El servicio jurídico de la Diputación defiende a la institución de demandas tan dispares como la compra fraudulenta de obras de arte o la perdida de ganado. Por cierto, es inocente
08 ene 2009 . Actualizado a las 02:00 h.El despacho de Bernardo Sartier Boubeta está estos días algo más revuelto de lo habitual. Desde allí, en la primera planta de la Diputación de Pontevedra, el letrado se pelea a diario con las demandas a las que particulares y empresas someten casi a diario a la Diputación. De hecho, el desorden viene dado por el trabajo que están realizando los carpinteros. Hacen falta más estanterías para archivar el trabajo.
Las sentencias se cuentan por cientos desde que se puso en marcha el servicio de asesoría jurídica al frente del cual trabaja y que le supone, según sus propios cálculos, un ahorro de unos ciento cincuenta mil euros anuales a la institución provincial solo en los honorarios que de otra manera habría que pagar a abogados y procuradores cada vez que la Diputación se ve inmersa en un pleito.

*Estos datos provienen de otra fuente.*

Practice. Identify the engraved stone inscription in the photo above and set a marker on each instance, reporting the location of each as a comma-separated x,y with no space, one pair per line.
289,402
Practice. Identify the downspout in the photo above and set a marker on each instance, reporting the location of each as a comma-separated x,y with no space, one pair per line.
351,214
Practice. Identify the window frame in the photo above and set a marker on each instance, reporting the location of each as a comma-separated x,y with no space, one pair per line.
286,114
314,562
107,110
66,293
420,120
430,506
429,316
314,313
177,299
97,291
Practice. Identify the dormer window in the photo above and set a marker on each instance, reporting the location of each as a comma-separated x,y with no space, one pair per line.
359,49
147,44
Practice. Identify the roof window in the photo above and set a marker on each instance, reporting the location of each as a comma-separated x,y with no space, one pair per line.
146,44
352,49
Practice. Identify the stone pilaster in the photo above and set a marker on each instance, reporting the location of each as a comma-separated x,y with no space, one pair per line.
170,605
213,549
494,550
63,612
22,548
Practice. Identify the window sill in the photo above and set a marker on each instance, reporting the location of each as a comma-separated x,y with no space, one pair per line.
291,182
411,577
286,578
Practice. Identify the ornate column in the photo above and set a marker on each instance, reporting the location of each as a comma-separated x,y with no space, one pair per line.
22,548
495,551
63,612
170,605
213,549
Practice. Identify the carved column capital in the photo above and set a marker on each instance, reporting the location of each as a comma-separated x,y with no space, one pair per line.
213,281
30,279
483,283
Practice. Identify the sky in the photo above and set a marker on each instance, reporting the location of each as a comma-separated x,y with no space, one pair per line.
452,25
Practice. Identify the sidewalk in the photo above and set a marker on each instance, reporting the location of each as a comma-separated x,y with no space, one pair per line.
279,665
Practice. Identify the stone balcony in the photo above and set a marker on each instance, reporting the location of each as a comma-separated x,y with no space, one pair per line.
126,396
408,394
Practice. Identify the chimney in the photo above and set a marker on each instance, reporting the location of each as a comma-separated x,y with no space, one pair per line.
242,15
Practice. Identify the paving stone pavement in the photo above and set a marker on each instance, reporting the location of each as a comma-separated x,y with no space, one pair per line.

Y son cientos. «Casi siempre referidos a responsabilidades patrimoniales derivados de obras de la propia Diputación o por accidentes en vías provinciales», dice el abogado. Pero a veces, entre aburridos casos de reclamaciones ligadas a baches, cierres de fincas o desperfectos en fachadas, se cuela alguna joya que merece ser contada.
Como la del propietario de unas cabras atacadas por unos perros. ¿Qué tiene que ver en todo esto la Diputación?
Todo empezó en una noche de tormenta. El aparato eléctrico pudo afectar al cierre mecánico del parque donde la Diputación guarda la maquinaria pesada para sus obras. Eso es lo que sustentaría parte de la demanda que fue interpuesta por un particular. A este le pareció ver a los perros guardianes del parque de maquinaria, dos pastores alemanes, devorando los restos de sus cabras.
«Debo absolver y absuelvo...», se lee en el fallo de la sentencia, que ahora se apila junto con otras doce favorables a la Diputación con las que el servicio de asesoría jurídica se ha estrenado en este 2009. En realidad, lo que no se pudo probar, es que los perros fuesen los causantes directos de la muerte de las cabras.
Pero en ocasiones, los casos se complican. ¿Y si un cuadro adquirido por el Museo provincial no resultase ser de quien se lo vendió a la institución? Sí lo era. Nuevo éxito del servicio de asesoría jurídica. Pero costó.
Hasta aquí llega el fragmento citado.